Whilst Labour promised to “provide our security agencies with the resources and the powers they need to protect our country”, they also took care to balance this against ensuring “such powers do not weaken our individual rights or civil liberties” and to “reintroduce effective judicial oversight over how and when they are used, when the circumstances demand that our collective security outweighs an individual freedom” (p. 77).

The Liberal Democrats were even more explicit in their opposition, by promising to “Roll back state surveillance powers by ending the indiscriminate bulk collection of communications data, bulk hacking, and the collection of internet connection records.” (p. 76), alongside other commitments to control and regulate surveillance. It was also the only manifesto to overtly pledge to “Oppose Conservative attempts to undermine encryption”.

The Green Party simply called for the internet to “be free of state and corporate surveillance, with our rights and freedoms protected.” (p. 21). The Conservative party’s new bedfellows, the DUP, promised in their manifesto merely to “support the expansion of cybersecurity research in Northern Ireland” (p. 17). The most detailed anti-surveillance manifesto pledges were from the small Pirate Party (it received only 2,321 votes in total), while others – including SNP, UKIP, Sinn Féin, or Plaid Cymru – failed to make any specific mention of cybersecurity, internet regulation or surveillance in their manifestoes.

The lack of detailed policies or manifesto pledges in this area should be of considerable concern.

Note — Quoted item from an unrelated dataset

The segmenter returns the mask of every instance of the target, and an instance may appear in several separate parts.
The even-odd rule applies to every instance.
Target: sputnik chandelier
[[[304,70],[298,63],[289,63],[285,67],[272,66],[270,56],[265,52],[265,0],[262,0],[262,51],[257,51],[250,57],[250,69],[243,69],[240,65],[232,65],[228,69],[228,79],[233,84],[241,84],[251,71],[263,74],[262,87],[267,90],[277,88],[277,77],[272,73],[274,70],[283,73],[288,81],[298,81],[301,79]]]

Opponents as diverse as Brexit Minister David Davies and BoingBoing’s Cory Doctorow, highlight that the entire premise for all of our everyday digital interactions (from banking to the health sector) is predicated on the ability to communicate securely. However well intended, any backdoor into such processes will paradoxically undermine not only the ability of your adversary to communicate securely, but also enable them to strategically target weaknesses in our own communicative systems. Case in point: the WannaCry ransomware that nearly brought the NHS to a halt at the start of the election campaign, was spreading via a Windows exploit stolen from the NSA. That is, the NSA identified the vulnerability and used it to create a backdoor for its own offensive surveillance work rather than reporting it to Microsoft to be patched – exposing weaknesses in the very same principles and methods advocated by Theresa May.